Las imágenes recogidas en el LOIRP han sido coaccionadas para que proporcionen más información de la que se pretendía. Sus datos se han utilizado para corregir las cifras de la época sobre los niveles de hielo ártico de la Tierra, y han ayudado a identificar un evento tipo El Niño en los años 60. Todas las imágenes y la información recogida a partir de ellas se están introduciendo en el Planetary Data System, un depósito oficial donde se documentan los datos de las misiones LRO, Mars Observer, Climate Orbiter y muchas otras.

Iniciado por la misma Nancy Evans que proporcionó las unidades de cinta, el Planetary Data System no existía cuando se tomaron inicialmente las imágenes del Lunar Orbiter.

Las imágenes y la información que el LOIRP ha recuperado se presentarán como el registro oficial de la misión satelital original.

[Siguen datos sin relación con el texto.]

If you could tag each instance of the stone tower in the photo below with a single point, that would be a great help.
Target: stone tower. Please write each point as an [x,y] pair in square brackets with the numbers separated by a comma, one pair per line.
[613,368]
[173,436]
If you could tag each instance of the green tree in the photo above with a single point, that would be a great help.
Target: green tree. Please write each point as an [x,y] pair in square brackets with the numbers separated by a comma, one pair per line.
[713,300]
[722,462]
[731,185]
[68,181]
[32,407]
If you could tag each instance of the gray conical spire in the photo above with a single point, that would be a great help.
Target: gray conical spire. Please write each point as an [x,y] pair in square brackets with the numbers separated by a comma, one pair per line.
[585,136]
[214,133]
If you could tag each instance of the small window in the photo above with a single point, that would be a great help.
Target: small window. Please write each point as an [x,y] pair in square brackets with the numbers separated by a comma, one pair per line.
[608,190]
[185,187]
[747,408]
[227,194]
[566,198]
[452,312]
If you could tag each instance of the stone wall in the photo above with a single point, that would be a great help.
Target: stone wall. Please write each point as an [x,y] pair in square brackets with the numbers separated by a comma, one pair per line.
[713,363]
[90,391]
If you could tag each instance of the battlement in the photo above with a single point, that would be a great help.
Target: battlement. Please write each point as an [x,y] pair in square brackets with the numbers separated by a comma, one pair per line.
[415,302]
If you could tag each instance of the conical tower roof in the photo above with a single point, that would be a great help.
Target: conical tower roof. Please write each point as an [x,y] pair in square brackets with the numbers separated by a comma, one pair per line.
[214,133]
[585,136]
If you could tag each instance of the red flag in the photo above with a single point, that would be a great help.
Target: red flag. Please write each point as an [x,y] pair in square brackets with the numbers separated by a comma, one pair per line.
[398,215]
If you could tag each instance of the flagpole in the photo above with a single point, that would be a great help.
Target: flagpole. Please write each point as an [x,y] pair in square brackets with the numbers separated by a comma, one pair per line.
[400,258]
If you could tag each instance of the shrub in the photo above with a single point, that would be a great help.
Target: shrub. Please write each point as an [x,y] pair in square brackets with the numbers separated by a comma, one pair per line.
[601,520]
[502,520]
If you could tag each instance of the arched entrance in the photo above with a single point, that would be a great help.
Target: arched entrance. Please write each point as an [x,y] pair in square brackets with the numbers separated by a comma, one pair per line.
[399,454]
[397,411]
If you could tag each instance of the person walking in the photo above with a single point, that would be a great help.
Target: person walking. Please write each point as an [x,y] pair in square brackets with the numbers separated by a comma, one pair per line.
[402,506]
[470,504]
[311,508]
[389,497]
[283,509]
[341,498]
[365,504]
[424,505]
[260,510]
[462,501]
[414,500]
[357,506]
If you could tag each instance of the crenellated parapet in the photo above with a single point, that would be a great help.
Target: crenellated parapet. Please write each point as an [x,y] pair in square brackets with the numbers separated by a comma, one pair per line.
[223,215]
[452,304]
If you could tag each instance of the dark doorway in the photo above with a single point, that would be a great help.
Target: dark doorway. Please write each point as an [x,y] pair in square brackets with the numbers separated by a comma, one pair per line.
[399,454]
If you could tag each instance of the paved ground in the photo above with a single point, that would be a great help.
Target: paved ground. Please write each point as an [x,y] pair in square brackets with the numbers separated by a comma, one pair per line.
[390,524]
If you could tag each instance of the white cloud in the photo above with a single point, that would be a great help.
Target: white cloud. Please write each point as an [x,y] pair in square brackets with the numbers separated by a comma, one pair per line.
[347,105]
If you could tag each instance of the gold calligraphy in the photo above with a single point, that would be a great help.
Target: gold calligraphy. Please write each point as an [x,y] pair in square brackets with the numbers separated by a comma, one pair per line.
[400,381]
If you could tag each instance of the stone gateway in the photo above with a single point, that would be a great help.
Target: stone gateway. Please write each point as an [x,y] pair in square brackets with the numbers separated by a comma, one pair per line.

Es un testimonio del trabajo duradero de los ingenieros que diseñaron las misiones de los orbitadores, y de la tenacidad de los modernos tecnoarqueólogos que están llevando ese trabajo a buen puerto.

«En aquella época las cosas se diseñaban, incluso si fallaban, para seguir haciendo algo. Hoy en día, la mayoría de los aviones de combate se caerían del cielo si no tuvieran ordenadores que ajustaran sus superficies y su patrón miles de veces por segundo. En aquella época, sólo tenían que diseñar las cosas con elegancia para que funcionaran», afirma.

«Creemos que estamos completando las misiones Lunar Orbiter 1 a 5. Nunca presentaron formalmente sus cosas para los archivos, así que lo estamos haciendo nosotros».